In keeping with this, the Beck exhibition was delightfully old-fashioned. Items were behind glass, with brief captions; you had to look at the objects, rather than read about them. This was fascinating; one could learn, for example, that the three Clapham stations used to be Clapham Road, Clapham Common and Nightingale Lane. No interactivity, apart from a tub of crayons and a pile of paper for children to draw on. Just lots of different editions of the Beck map, together with related artefacts such as older maps, posters, maps from other cities, and a few station signs.
The museum was packed. Just before we showed up, a party of nearly thirty ramblers had arrived, throwing the museum attendant into a gentle panic; no more than fifteen people are allowed into each upstairs room at a time, and she hoped the ramblers’ leader would keep his troops widely spaced.
Outdoors, a charming garden with a well, a pond, and a maze opened into a park with blackthorn blossom and horse chestnut trees coming into leaf.
A couple of other incidents during the day resonated with Beck’s map.
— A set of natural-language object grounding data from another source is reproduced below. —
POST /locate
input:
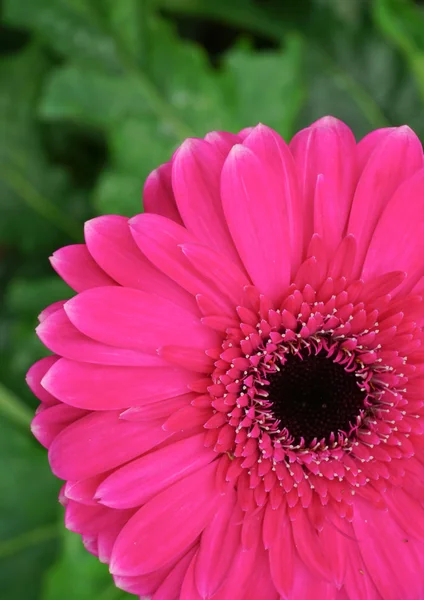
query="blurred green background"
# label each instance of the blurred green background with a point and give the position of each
(93, 95)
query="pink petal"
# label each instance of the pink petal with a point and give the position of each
(77, 267)
(224, 274)
(192, 358)
(167, 525)
(218, 546)
(242, 574)
(47, 424)
(129, 318)
(83, 491)
(391, 247)
(158, 196)
(143, 585)
(308, 546)
(398, 156)
(281, 556)
(196, 174)
(325, 160)
(60, 336)
(188, 588)
(257, 223)
(36, 374)
(100, 442)
(158, 410)
(142, 479)
(108, 535)
(222, 140)
(110, 243)
(170, 588)
(104, 387)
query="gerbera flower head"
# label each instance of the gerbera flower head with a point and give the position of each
(235, 399)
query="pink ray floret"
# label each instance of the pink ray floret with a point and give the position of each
(235, 399)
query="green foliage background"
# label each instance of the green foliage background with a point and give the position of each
(93, 95)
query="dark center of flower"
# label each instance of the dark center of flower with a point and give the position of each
(313, 396)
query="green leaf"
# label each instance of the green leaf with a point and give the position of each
(78, 574)
(28, 515)
(118, 193)
(256, 100)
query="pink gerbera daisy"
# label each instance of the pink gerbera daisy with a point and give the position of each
(236, 395)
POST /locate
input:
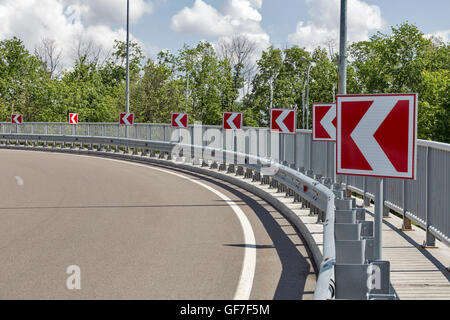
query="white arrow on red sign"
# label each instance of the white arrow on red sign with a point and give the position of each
(232, 120)
(180, 120)
(16, 118)
(126, 118)
(73, 118)
(376, 135)
(324, 122)
(283, 120)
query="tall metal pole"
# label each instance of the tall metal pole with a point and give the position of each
(378, 219)
(127, 91)
(343, 49)
(307, 96)
(342, 83)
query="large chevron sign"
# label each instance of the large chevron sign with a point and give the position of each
(16, 118)
(376, 135)
(180, 120)
(126, 118)
(324, 122)
(232, 120)
(73, 118)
There had been a hiatus at Henly’s Corner, where the Capital Ring crosses a very busy intersection, because of construction work. Big signs exhorted us to follow the diversion, but there was no indication of where the diversion led. Finally, by going out of the way, very close to where heavy plant was operating, I found a map. It showed that the diversion had left the path half a mile earlier. (There had been no indication at that point, even that there was trouble ahead.) We declined to go back and found another way through. But the well-concealed map was done in a schematic style which clearly owed much to Beck’s design.
I found later that there is no mention of the detour on the TfL website either.
After the museum, we walked up to Mill Hill East, an Underground terminus I had not been to before. It was never intended to be a terminus; the line was supposed to continue to Edgware and on to Elstree and Bushey Park, but the war came and the plans were shelved. So now a train shuttles to and fro on the short hop to Finchley Central, over the Dollis Brook viaduct (a very impressive structure, especially when seen from below – the Dollis Valley Green Walk passes underneath).
At Mill Hill East, there was a handwritten notice on the platform:
Drivers: NQ10 main aspect is slow turning green. The pigs ear turns slightly before main.
Ah, the mysteries of another profession’s jargon!